Beyond the stones and the buildings lie the stories of people who strived for something singular and whose efforts are now forever a part of the Cherrapunjee and perhaps, Khasi way of life. The Welsh missionaries, who first came to these hills bearing the words of the Lord, were supported by the honest folk of Wales impoverished themselves, who were moved sufficiently to improve the lot of peoples whom they had not even heard of or met. Still suffering under the constraints of the Napoleonic wars which had severely affected them, folks of distant Welsh towns like Anglesey and Denbigh set aside a portion of their produce or livestock as charity for the Bible Society which spearheaded the missionary drive. Possessing neither riches nor much education the Welsh people contributed with extraordinary fervor and resolve, to send forth these missionaries

The first Welsh missionaries landed at Cherrapunjee on 22nd June, 1841 and proceeded to reform many aspects of the Khasi way of life by imparting practical skills in agriculture, distilling, mining, education and religion. They also introduced the first Khasi script using Roman alphabets and enriched the lives of the local population in ways, which were far-reaching.
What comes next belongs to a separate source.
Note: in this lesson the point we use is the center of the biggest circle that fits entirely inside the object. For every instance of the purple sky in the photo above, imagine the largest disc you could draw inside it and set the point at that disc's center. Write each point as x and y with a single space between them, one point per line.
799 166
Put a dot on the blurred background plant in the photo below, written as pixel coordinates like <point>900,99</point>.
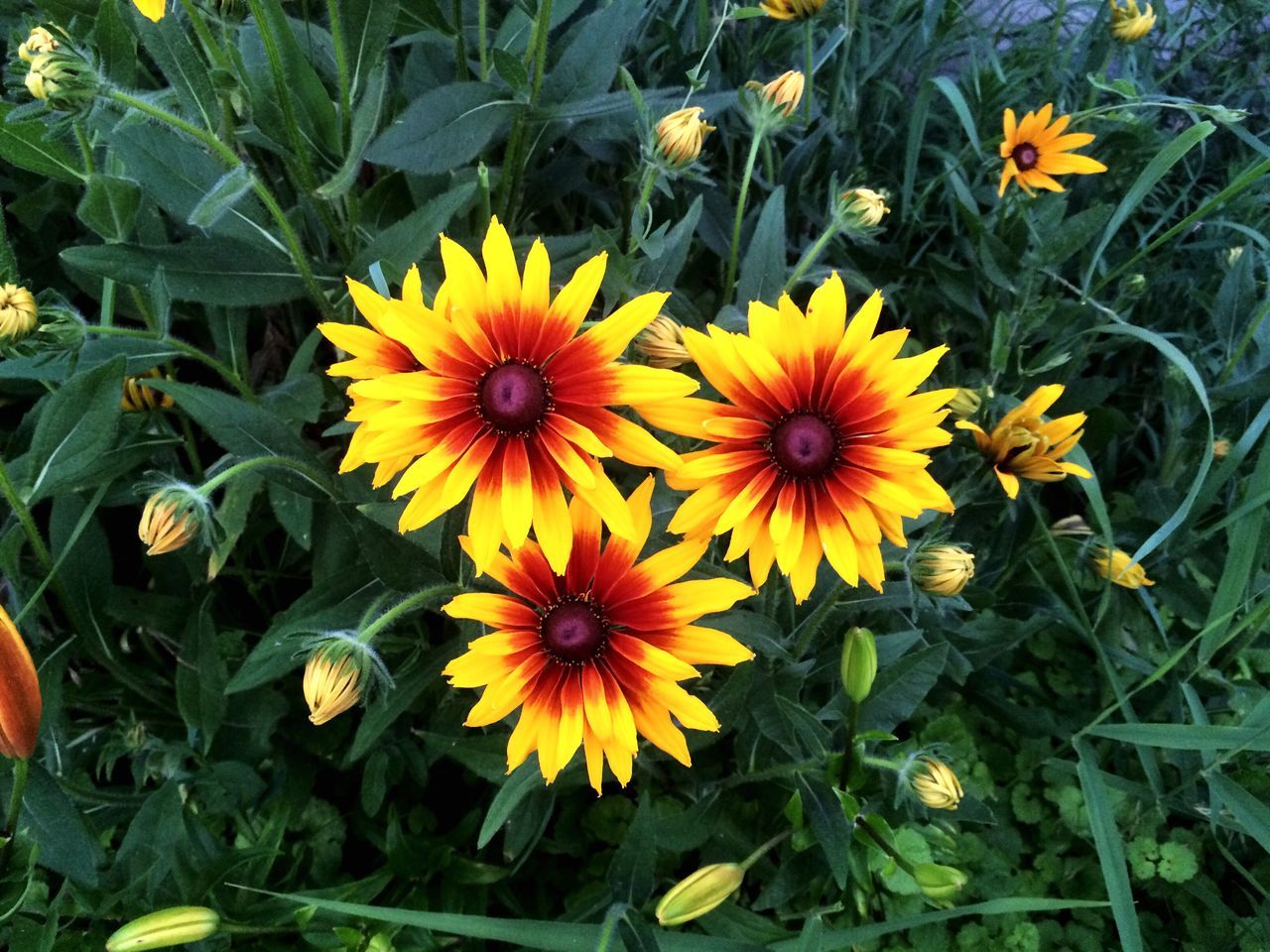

Clothes, embroidery patterns, reading and writing, medicine, designs in crockery, using coal in limestone kilns – the Welsh missionaries worked in ways of spreading the Gospel that “joyful sound shall have reached the uttermost parts”. Subsequently, the missionaries moved to other parts of Meghalaya like Shillong, shaping positively the lives of Khasi and Jaintia people.

It is indeed heart-warming and inspiring to reflect on the stories of these people behind the crumbling headstones and weathered plaques. A little bit of the hills of Cambria will forever live on in our hills of the Khasi and Jaintia people.